MUSEUM VISIT: SORAYAMA AT THE CREATIVE MUSEUM


One of the best exhibitions this year is undoubtedly SORAYAMA: LIGHT, REFLECTION, TRANSPARENCY - TOKYO - at the Creative Museum in the recently opened Toda Building, next to the ARTIZON (also a relatively new addition to Tokyo's ever-changing cityscape). 

Sorayama may strike some as a rather limited artist. Since the 1970s he has focused on the sort of sexy iconography and feminised robots that would look at home in a glossy 80s porno mag. In fact, a lot of his art did appear in Penthouse Magazine, as well as Heavy Metal, the American science fantasy comics magazine.
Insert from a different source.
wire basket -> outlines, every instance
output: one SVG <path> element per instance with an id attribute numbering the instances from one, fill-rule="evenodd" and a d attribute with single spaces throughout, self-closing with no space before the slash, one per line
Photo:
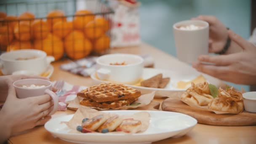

His template seems to be the Maschinenmensch from Fritz Lang's 1927 movie Metropolis


Other touchstones are Star Wars, Disney, and the kind of dehumanised super model aesthetic channelled by the likes of Grace Jones, another 1980s reference point. 


What makes this a compelling show is Sorayama's undoubted technique and his dedication to exploring his idealisation of the female form, which is not the soft squishy thing that most of us occasionally encounter, but something with the sleekness, hardness, and even the brutality of an art-deco icon.

Sorayama refers to this as "superrealism," further defined as the technical issues of how close the artist can get to his object. This quest has also led him from canvas to sculpture and video:


But while sculpture can often seem heavy and lumpen, Sorayama's works play tricks with light, bouncing and reflecting it in their mirrored surfaces to constantly recreate themselves as new and unique artworks as the viewer moves his or her vantage point.



The show also includes a mock-up of his desk in his studio, reminding us, if we needed reminding, that this is art and man-made craft, not AI-generated slop:


Another twist that the show throws at you is how much the art is also the viewer.

Art of course is nothing without the eyeballs it attracts, and in this case the reflective propensities of Sorayama's art make this apparent by constantly incorporating the viewer into the artworks, often in unexpected ways.